Q4 – Could you tell us about some of the services under controlled conditions developed by Staphyt’s R&D?
A – Design of new pathosystems to assess the efficacy of in planta products
We have developed methods that allow us to evaluate in planta the efficacy of fungicide products against leaf blight of wheat (S. tritici) or Fusarium head blight. Martillac’s laboratory has thus extended its range of services to include the study of products that specifically target cereals.
Consequently, standardized protocols under controlled conditions have been developed for these 2 patho-systems in order to determine the doses and number of applications required to assess the products’ positioning.
Resistance to leaching can also be tested using rain simulators that provide either standard or more sustained regimes (more than 80 mm / h), whether continuous or fractionated.
In addition, we have also established growing conditions that enable us to obtain plants whose phenotype is closer to that obtained in the field.
We have thus completed our product evaluation system by offering our customers the screening of their products / formulations through our in vitro and in planta tests under controlled conditions until the validation of these products through in planta tests in conditions that are close to actual field conditions.
B- Molecular tests for the detection of resistance to Active Substances
Extended use of certain active substances can lead to the development of resistance in pathogen populations. Numerous studies have already made it possible to progress in the understanding of the molecular mechanisms underlying these resistances to fungicides.

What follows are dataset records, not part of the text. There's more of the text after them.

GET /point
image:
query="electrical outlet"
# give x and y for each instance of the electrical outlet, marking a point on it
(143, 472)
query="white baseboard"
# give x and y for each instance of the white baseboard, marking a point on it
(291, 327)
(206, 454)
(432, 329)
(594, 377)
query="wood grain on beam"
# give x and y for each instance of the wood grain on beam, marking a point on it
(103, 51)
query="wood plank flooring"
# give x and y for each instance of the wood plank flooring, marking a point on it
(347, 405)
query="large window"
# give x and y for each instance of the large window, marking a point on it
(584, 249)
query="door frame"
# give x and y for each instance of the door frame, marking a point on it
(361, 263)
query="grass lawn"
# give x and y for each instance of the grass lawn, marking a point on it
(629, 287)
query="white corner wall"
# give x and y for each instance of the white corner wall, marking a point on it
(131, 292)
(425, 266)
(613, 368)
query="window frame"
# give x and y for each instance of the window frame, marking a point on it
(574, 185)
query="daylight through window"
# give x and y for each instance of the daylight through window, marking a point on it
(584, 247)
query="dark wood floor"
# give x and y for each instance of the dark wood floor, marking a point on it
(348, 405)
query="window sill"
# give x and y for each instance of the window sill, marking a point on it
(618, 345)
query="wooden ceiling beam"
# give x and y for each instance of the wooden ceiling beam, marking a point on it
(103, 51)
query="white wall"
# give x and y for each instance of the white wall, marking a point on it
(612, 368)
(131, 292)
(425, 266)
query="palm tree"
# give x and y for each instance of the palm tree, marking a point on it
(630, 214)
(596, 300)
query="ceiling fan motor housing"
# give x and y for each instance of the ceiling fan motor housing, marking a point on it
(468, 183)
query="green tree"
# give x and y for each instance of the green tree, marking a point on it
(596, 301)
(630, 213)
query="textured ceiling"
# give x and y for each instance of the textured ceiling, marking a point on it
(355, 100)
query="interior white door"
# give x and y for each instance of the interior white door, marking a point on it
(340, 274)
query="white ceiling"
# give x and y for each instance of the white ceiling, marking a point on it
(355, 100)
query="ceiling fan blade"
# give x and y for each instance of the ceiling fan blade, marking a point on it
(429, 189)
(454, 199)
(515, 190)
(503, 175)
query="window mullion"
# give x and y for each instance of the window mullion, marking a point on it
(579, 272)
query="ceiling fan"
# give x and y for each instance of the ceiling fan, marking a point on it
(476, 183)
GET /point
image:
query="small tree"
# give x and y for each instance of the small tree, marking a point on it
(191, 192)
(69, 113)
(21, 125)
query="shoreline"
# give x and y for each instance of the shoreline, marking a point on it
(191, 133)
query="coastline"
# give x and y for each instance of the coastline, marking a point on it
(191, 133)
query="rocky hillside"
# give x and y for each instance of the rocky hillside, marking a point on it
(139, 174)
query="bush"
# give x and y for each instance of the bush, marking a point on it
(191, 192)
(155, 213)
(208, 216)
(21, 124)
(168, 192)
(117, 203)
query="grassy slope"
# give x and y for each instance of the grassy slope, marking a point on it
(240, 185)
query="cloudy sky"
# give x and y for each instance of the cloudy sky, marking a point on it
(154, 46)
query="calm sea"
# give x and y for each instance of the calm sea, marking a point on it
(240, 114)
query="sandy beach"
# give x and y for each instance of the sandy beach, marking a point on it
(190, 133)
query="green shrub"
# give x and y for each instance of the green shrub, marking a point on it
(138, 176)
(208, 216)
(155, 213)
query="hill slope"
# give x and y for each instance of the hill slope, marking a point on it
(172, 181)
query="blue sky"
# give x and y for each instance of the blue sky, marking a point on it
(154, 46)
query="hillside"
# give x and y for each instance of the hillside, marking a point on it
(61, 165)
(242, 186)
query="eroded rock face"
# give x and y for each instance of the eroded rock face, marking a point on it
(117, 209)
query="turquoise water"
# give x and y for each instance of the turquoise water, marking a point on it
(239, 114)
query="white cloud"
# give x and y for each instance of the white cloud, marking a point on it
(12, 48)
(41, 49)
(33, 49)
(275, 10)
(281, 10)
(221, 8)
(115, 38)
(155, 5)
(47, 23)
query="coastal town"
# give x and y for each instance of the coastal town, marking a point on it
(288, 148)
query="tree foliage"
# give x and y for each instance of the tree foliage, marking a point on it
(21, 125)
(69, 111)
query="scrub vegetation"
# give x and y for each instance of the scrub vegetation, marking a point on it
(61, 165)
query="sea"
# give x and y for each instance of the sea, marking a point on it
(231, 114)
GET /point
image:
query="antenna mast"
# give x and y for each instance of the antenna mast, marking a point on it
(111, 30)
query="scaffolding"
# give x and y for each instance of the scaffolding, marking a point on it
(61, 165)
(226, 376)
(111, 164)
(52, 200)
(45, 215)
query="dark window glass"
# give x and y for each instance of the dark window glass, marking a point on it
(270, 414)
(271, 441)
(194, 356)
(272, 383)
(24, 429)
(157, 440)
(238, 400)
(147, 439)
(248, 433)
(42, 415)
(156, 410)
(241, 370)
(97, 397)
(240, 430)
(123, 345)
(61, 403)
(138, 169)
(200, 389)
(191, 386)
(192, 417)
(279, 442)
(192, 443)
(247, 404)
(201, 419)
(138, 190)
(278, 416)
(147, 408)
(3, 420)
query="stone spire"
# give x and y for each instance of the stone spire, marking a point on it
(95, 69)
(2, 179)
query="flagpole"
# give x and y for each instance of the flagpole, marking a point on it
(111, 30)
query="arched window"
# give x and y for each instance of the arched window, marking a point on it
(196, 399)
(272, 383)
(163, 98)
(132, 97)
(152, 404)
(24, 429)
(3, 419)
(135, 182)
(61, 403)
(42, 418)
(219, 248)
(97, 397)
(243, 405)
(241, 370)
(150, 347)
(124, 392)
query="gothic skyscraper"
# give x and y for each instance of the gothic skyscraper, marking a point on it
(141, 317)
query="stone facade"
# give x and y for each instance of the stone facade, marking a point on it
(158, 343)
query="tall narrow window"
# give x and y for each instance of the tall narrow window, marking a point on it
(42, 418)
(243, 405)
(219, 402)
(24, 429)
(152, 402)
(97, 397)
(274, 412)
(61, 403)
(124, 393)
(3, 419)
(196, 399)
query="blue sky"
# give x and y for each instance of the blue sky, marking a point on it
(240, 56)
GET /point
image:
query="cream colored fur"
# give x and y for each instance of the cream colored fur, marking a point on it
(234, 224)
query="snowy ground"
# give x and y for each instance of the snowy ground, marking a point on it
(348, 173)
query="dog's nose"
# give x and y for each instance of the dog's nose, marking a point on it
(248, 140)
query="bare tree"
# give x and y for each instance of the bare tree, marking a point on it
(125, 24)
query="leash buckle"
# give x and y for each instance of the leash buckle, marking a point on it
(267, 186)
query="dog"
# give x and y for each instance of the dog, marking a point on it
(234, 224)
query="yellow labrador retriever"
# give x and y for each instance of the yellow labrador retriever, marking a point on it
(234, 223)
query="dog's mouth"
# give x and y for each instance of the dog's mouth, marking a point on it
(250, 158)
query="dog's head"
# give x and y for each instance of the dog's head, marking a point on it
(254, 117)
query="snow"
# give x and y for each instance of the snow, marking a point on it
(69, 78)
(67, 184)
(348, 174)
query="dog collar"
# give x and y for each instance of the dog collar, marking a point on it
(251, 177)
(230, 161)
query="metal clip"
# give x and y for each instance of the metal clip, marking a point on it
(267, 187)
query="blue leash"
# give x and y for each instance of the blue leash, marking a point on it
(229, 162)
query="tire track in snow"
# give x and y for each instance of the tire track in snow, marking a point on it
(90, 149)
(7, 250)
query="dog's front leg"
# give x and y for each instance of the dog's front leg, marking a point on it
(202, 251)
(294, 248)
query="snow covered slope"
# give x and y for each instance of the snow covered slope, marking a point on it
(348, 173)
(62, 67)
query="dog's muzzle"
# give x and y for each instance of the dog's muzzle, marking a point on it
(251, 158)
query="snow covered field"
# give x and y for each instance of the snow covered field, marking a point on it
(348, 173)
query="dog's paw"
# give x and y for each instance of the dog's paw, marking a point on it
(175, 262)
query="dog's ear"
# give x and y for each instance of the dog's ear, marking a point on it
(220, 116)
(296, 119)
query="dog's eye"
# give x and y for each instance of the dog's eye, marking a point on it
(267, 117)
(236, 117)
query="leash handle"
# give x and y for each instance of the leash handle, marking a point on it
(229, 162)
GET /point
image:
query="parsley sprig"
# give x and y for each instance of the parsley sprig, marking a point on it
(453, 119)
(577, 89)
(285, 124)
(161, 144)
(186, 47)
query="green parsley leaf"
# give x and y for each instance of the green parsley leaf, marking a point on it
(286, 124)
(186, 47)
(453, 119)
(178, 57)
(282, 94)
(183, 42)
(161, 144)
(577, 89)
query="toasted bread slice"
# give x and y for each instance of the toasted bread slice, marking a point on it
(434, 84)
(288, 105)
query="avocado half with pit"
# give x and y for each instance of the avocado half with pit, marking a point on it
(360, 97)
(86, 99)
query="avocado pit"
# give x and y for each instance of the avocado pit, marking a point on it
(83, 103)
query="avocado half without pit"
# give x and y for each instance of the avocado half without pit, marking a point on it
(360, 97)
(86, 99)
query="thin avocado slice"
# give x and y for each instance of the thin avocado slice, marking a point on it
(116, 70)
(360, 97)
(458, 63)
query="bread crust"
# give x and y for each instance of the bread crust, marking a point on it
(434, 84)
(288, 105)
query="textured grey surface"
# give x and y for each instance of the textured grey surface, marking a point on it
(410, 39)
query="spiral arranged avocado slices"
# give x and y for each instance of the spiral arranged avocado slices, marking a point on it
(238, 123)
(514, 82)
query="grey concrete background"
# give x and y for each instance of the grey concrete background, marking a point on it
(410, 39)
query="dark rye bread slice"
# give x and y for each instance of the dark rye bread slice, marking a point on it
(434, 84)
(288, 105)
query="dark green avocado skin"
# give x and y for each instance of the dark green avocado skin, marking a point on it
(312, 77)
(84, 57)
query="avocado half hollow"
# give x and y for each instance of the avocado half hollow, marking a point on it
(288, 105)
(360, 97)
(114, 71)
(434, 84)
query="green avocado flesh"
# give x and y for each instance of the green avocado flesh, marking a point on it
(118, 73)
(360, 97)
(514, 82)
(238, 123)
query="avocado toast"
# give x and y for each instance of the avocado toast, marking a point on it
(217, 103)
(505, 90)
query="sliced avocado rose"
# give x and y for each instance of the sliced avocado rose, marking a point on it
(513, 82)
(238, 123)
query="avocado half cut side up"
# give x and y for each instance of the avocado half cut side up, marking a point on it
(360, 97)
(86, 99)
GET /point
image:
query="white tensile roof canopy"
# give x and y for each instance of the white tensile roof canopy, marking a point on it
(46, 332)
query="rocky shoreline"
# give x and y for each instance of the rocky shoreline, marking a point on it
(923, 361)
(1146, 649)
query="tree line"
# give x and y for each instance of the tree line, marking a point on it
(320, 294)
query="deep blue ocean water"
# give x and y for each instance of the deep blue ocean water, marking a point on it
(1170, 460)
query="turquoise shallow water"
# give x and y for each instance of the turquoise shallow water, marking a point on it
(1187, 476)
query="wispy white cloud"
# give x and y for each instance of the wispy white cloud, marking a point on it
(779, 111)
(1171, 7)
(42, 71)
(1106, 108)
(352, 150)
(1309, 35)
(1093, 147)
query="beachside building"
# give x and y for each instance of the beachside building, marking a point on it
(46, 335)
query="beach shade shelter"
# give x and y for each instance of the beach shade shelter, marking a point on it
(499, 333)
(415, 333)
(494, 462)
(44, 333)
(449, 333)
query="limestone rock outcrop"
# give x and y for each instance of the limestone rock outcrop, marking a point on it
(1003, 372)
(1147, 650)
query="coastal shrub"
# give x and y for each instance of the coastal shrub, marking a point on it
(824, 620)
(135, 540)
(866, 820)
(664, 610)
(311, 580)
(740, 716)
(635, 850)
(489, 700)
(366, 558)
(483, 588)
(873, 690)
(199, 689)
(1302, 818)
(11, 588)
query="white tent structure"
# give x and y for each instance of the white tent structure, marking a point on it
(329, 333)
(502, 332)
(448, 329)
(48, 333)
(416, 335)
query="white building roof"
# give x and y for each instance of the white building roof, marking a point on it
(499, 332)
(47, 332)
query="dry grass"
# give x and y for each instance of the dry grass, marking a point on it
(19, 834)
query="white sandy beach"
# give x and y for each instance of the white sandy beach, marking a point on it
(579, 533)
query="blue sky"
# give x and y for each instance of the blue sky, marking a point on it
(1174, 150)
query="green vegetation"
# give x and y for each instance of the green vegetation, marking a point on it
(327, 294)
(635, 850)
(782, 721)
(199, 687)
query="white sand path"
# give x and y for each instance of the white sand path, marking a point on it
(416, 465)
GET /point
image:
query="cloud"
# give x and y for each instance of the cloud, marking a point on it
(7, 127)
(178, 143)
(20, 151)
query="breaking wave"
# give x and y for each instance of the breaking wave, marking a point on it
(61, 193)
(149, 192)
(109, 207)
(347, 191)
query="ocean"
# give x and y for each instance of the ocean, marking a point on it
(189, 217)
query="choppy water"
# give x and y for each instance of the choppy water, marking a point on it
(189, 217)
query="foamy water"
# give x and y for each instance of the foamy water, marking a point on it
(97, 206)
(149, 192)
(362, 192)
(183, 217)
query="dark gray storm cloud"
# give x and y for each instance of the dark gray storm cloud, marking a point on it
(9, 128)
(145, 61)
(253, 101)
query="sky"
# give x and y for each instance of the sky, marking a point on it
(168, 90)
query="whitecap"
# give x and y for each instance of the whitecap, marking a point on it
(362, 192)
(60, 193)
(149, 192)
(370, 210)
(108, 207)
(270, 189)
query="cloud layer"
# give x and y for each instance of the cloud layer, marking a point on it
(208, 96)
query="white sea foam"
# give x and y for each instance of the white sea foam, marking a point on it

These studies have led to the development of rapid and effective methods for the detection and quantification of resistant genotypes. These techniques now offer an interesting and promising alternative to conventional biological tests and trials which, although reliable / robust, require a lot of work and time. We then developed molecular biology tools (notably PCR and Q-PCR) in order to detect and monitor the emergence of resistance to fungicides in several pathogens.
We are already able to detect strains that are resistant to cyazofamide or QOI in Plasmopara viticola (downy mildew) and to quantify these resistances. We are also developing methods to detect strains of Septoria tritici (Septoria blight in wheat) and Sclerotinia sclerotiorum (rapeseed sclerotiniosis) that are resistant to SDHI.
C- Installation of a fluorescence module to assess the quality of spraying
Spraying is a key step in the use of plant protection products. The quality of spraying is therefore an essential prerequisite for a treatment’s efficacy.
We then developed a method to assess the quality of product spraying which consists in mixing these products / formulations with a fluorophore, spraying these mixtures on the plants, then observing the size of the fluorescent droplets and the extent of coverage of the plants. Variations can thus be observed depending on the products, their adjuvant, the spraying pressure and the type of nozzles.
D- Design of bacterial viability tests for biostimulants
The laboratory has been equipped with incubators to increase its capacity in microbiology. We are now able to monitor microbial cultures and therefore assess their activity as a biostimulant or fungicide. Our systems and our expertise also allow us to evaluate the viability of products formulated on the basis of microorganisms, some of which having biostimulant or biocontrol properties.